Joseph the worker
19th March, the day on which the church traditionally remembered Joseph, the spouse of the Blessed Virgin Mary. Accorded the status of the patron saint of workers, there are moments in the Gospel story when one might wonder how this working man would have seen the church. Would he have recognised the organisation as having any empathy with working people?
Saint Luke records the words of the Song of the Blessed Virgin Mary and it is hard to imagine that the Judean carpenter to whom she was married did not share her perspective.
“He has put down the mighty from their seat and exalted the humble and meek”, sings Mary. An unmarried, pregnant teenager, Mary would have known what it meant to be humble and meek. Look at the medieval paintings and the plaster statues of Mary now, the submissive, pale white Caucasian woman depicted seems a far remove from the young Palestinian who proclaimed a social revolution whose husband was a working man.
Of course, Mary’s words were not fulfilled, the mighty were not put down, and the gap between them and the humble and meek has grown ever wider. Perhaps the mistake was the confidence placed in human nature, the naive belief that, given enough money, people would become altruistic; there would be a generosity that had not been anticipated; that the bonds of humanity would be so strong that the thought of hundreds of millions living in destitution would be unacceptable. Perhaps Joseph the worker would say that it was ever thus.

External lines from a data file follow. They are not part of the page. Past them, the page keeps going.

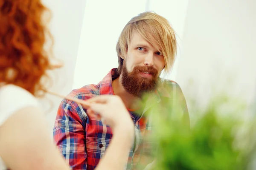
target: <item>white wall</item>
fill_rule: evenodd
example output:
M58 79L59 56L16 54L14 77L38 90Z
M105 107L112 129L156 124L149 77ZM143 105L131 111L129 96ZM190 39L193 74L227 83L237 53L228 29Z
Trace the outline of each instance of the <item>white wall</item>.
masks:
M54 85L51 90L65 95L72 88L86 1L43 0L51 9L53 15L50 31L55 40L54 54L56 58L61 59L65 64L63 68L52 74L54 76ZM44 99L42 103L52 128L62 99L51 95L47 97L48 99Z
M73 88L98 83L118 66L118 37L132 17L145 11L145 0L87 0Z
M256 2L189 1L177 75L187 98L204 106L223 91L255 99Z

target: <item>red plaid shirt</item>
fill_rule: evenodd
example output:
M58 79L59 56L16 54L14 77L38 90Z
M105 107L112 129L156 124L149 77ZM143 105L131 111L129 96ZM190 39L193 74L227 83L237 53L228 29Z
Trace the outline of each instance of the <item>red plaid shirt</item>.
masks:
M99 95L113 94L112 81L116 78L113 76L115 69L112 69L98 84L89 85L74 90L69 95L74 98L86 100ZM179 86L175 82L169 81L168 82L173 89L173 91L171 93L172 96L178 94L182 96L184 102L183 102L181 108L188 117L186 101ZM164 89L158 89L153 99L159 102L161 101L160 96L169 94L164 91ZM141 156L143 153L150 153L149 150L151 144L143 140L143 136L151 130L152 120L150 118L146 118L143 116L150 107L146 106L142 116L137 119L137 121L132 113L130 112L135 125L135 139L124 170L134 169L139 162L140 163L144 162L145 164L150 163L147 162L148 159L143 159ZM112 133L110 127L102 122L88 117L86 110L81 105L64 99L58 111L53 136L60 152L73 170L90 170L95 168L105 153Z

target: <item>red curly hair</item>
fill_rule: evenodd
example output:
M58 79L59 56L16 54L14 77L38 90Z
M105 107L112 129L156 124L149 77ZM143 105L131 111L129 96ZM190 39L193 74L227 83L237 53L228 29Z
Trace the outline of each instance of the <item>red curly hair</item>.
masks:
M40 0L0 0L0 82L37 96L44 94L41 80L53 68L45 49L47 39L52 42L46 11Z

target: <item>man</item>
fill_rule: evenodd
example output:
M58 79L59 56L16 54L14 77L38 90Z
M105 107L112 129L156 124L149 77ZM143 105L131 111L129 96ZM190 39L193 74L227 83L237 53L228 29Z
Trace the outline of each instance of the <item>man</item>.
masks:
M175 32L166 19L149 12L133 18L121 33L116 49L117 68L112 69L98 85L74 90L70 95L83 100L105 94L121 97L134 121L135 132L125 169L134 169L139 162L140 164L146 159L143 160L142 153L150 148L143 141L145 132L151 128L149 119L144 116L150 105L142 108L140 105L145 92L151 94L151 101L157 104L162 98L173 99L175 96L180 102L179 107L185 119L189 121L189 118L179 86L159 78L162 71L170 71L177 51ZM167 91L161 85L163 83L172 91ZM109 127L101 121L91 119L81 105L66 100L60 105L53 134L61 153L75 170L94 169L112 136Z

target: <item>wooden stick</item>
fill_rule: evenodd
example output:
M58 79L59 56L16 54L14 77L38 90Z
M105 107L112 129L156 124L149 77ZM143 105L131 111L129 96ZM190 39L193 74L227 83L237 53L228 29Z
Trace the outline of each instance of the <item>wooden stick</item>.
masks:
M80 104L84 108L88 108L90 106L89 103L81 99L76 99L73 97L69 96L64 96L52 91L46 91L46 92L52 95L57 96L63 99L66 99L67 100L71 100L72 101L76 102L76 103Z

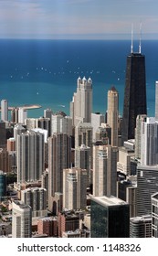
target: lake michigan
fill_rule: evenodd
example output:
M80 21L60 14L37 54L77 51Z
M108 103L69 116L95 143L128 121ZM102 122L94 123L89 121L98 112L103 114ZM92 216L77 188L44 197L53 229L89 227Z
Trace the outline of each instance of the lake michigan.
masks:
M139 41L133 51L138 52ZM119 91L122 114L129 40L0 40L0 101L9 106L40 104L28 117L43 116L47 108L69 114L77 79L93 82L93 112L105 113L107 91ZM142 40L145 55L148 116L154 116L155 81L158 80L158 41Z

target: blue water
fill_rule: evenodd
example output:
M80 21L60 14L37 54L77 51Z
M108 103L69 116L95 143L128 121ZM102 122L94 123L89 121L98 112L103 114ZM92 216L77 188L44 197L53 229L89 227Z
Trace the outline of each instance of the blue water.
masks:
M105 113L107 91L119 91L122 114L126 58L130 41L98 40L0 40L0 100L9 106L40 104L29 117L43 115L44 109L69 114L69 101L77 79L93 81L93 112ZM134 42L138 51L138 42ZM146 59L148 115L154 115L155 80L158 80L158 41L142 41ZM62 105L62 106L61 106ZM63 107L65 106L65 107Z

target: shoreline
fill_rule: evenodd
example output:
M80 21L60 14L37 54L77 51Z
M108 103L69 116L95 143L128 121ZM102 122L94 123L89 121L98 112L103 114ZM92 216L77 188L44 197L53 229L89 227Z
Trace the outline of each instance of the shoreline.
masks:
M16 106L16 107L8 107L8 111L12 111L14 109L24 109L24 110L35 110L35 109L40 109L42 108L41 105L38 104L30 104L30 105L22 105L22 106ZM0 112L1 112L1 107L0 107Z

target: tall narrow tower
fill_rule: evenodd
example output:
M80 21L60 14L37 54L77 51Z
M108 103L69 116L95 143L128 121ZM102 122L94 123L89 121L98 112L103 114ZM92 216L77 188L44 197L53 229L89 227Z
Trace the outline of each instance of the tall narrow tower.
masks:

Perhaps the failing was the confidence placed in democracy. Democracy was seen as Christian, it posited the constitutional equality of every person, consonant with the idea of equality before God. But for democracy to work, for democracy to fulfil the aspirations of the Blessed Virgin Mary, it depended on the humble and meek having the power to effect change. Advocates of democracy as the avenue to justice saw society as pyramid-shaped; if the bulk of the people were at the foot of the pyramid, then they could exercise their democratic rights and bring reform.
But society is not pyramid shaped, it is diamond-shaped; the bulk of the people are in the middle. The middle will not act against their own interest, they will not act to empower and enrich those in the lower socio-economic groups, particularly when the democratic strength of the middle is combined with the economic power of those in the elite groups. Christians are part of the middle, they do not question a system that leaves some with nothing.
How many Christians would take a stand for rights and dignity alongside a working man like Joseph? How many working men like Joseph are Christians?